However, some steel types, including "classical" iron-carbon steel, can be considered as metal-matrix composites, as they contain a second phase... sometimes.

For simple iron-carbon steel, cooling after high-temperature forging or heat treatment will precipitate out iron carbide (cementite, Fe3C) particles and leave a carbon-depleted iron matrix. If cooling is slow, coarse bands of iron / cementite will form, a microstructure called pearlite, which is not very hard.

If the cooling speed is increased, the pearlite will become finer (finer bands), until another composite microstructure, with more acicular patterns forms, called bainite. This is also heterogeneous, i.e. a composite of carbon-poor iron and cementite.
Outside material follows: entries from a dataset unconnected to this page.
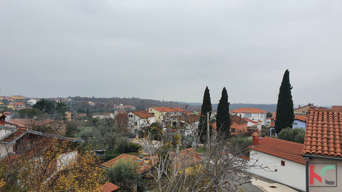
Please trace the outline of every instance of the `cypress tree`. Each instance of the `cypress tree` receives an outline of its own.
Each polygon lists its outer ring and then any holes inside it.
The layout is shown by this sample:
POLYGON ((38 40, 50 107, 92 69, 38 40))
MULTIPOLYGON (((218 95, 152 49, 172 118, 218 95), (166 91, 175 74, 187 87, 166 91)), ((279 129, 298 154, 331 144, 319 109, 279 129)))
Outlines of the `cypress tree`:
POLYGON ((226 87, 222 90, 221 99, 217 106, 216 122, 218 131, 223 138, 227 138, 230 135, 231 116, 229 114, 229 103, 228 95, 226 87))
MULTIPOLYGON (((209 112, 210 119, 212 110, 210 94, 209 93, 209 89, 207 86, 205 91, 204 91, 204 95, 203 95, 203 102, 202 104, 202 107, 201 108, 201 116, 199 120, 199 124, 198 124, 198 135, 199 135, 199 139, 202 143, 205 143, 208 138, 207 113, 209 112)), ((211 132, 212 129, 212 126, 211 125, 209 127, 210 131, 211 132)))
POLYGON ((291 95, 292 88, 290 84, 290 71, 287 69, 284 73, 278 95, 276 119, 274 125, 277 133, 287 127, 292 128, 292 123, 294 121, 293 101, 291 95))

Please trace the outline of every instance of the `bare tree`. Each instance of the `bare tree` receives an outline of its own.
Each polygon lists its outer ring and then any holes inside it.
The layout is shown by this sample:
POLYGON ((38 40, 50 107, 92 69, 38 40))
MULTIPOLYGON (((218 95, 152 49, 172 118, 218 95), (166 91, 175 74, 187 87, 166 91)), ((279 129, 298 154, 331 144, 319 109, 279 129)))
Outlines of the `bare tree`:
POLYGON ((223 188, 236 191, 248 182, 246 173, 249 169, 272 171, 246 160, 249 151, 242 150, 229 140, 216 139, 212 135, 205 143, 200 144, 200 136, 196 135, 195 129, 198 123, 185 121, 187 118, 189 117, 184 115, 163 114, 158 122, 159 126, 154 128, 159 140, 153 140, 150 135, 141 140, 145 152, 153 157, 150 161, 154 168, 146 173, 152 178, 150 189, 180 192, 218 191, 223 188), (189 147, 192 147, 184 150, 189 147), (199 162, 196 150, 200 149, 206 152, 199 162))

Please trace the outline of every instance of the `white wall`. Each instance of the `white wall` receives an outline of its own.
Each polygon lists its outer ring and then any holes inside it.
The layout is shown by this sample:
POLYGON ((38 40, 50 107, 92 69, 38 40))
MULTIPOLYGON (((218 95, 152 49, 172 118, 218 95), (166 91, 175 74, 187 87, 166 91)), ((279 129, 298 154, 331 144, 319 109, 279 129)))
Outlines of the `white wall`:
MULTIPOLYGON (((253 168, 249 171, 263 177, 281 183, 293 188, 305 190, 305 165, 252 150, 250 156, 251 163, 263 167, 267 166, 269 170, 277 169, 277 172, 268 172, 263 169, 253 168), (257 162, 256 160, 258 161, 257 162), (285 166, 281 165, 285 161, 285 166)), ((266 168, 266 169, 269 170, 266 168)))

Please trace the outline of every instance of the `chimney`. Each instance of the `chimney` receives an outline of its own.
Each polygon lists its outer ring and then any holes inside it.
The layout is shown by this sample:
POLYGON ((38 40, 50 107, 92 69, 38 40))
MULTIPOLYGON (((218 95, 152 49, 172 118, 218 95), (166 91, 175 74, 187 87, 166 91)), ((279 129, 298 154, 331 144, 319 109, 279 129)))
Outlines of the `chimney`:
POLYGON ((138 159, 136 160, 136 161, 138 162, 142 162, 144 161, 144 157, 145 156, 142 155, 138 155, 138 159))
POLYGON ((6 123, 6 120, 5 120, 5 119, 6 116, 3 114, 0 116, 0 125, 5 125, 5 124, 6 123))
POLYGON ((252 147, 255 147, 259 145, 259 135, 256 133, 254 133, 252 135, 252 147))

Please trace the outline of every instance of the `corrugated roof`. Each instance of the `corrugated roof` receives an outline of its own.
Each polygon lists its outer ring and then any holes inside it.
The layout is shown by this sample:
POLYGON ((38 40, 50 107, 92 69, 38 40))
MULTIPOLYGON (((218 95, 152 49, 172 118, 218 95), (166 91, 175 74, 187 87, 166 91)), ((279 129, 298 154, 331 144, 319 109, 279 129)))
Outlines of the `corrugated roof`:
POLYGON ((342 157, 342 110, 309 109, 304 153, 342 157))
POLYGON ((266 137, 259 141, 259 145, 248 148, 272 155, 305 164, 303 157, 304 144, 266 137))

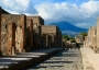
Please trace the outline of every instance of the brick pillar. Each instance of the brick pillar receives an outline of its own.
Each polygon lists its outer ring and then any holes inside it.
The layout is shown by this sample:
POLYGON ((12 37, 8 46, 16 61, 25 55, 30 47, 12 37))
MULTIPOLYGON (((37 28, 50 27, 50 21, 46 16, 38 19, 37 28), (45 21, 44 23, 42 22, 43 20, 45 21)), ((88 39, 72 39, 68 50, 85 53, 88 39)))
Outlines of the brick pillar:
POLYGON ((1 7, 0 7, 0 57, 2 56, 1 52, 1 7))
POLYGON ((21 49, 21 52, 24 52, 25 51, 24 47, 25 47, 26 16, 23 15, 23 14, 21 15, 21 26, 22 26, 22 34, 23 34, 23 36, 22 36, 20 49, 21 49))
POLYGON ((11 23, 8 25, 8 47, 7 54, 13 55, 15 47, 15 23, 11 23))

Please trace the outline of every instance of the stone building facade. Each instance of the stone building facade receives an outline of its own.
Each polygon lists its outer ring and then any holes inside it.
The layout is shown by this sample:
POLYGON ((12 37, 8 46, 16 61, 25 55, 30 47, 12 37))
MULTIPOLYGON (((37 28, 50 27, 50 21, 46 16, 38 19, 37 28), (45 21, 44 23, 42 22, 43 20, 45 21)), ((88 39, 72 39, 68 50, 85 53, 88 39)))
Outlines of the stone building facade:
POLYGON ((52 25, 42 25, 42 34, 48 34, 52 36, 52 46, 62 47, 62 32, 57 26, 52 25))
POLYGON ((3 55, 62 47, 59 28, 45 26, 38 15, 10 14, 0 8, 0 50, 3 55))

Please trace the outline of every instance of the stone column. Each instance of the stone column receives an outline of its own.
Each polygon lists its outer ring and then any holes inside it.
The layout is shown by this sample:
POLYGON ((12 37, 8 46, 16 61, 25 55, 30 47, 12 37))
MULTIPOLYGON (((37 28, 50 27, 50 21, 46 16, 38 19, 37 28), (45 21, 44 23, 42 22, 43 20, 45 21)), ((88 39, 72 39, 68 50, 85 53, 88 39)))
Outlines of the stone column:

Going to very fast cooling (quenching) will result in a single-phase (not composite) material called martensite. Here the carbon doesn't have time to "exit the iron", and this martensite phase is very hard, but also normally too brittle. Hence, it is normally re-heated to 200-400°C, a process called "tempering", where again some cementite precipitates out: it becomes a composite again, yielding a somewhat softer, but much tougher material.

Alloyed steels (i.e. with other elements than just iron and carbon) strongly vary in behaviour:

  • Normal non-magnetic "austenitic" stainless steels are single-phase, not composites.
  • Tool steels (high carbon + carbide-forming alloying elements) are definitely composites. They form a lot of hard particles, such as chromium carbides, that impart good resistance against wear.
  • Magnetic Fe-Cr stainless steels may be essentially single-phase (very low carbon, better corrosion resistance) or also contain carbides (higher carbon, better strength)
  • So-called "maraging" (martensite aging) steels may achieve both high strength and good corrosion resistance. Here, strength is imparted by an "aging" treatment around 500°C, to precipitate out so-called "intermetallic" particles, making it again a "composite material".

These considerations also apply to many other metallic alloys, based on metals such as aluminium, titanium or nickel. In most cases, the strongest variants are engineered to be "microcomposites" or "nanocomposites", i.e. they precipitate out intermetallic particles during heat treatment.

The reason behind such engineering is that the particles block dislocations, which are responsible for plastic deformation of metals. For each alloy, there is an optimum heat treatment to achieve the best "blocking ability" for dislocations, and thus the highest strength.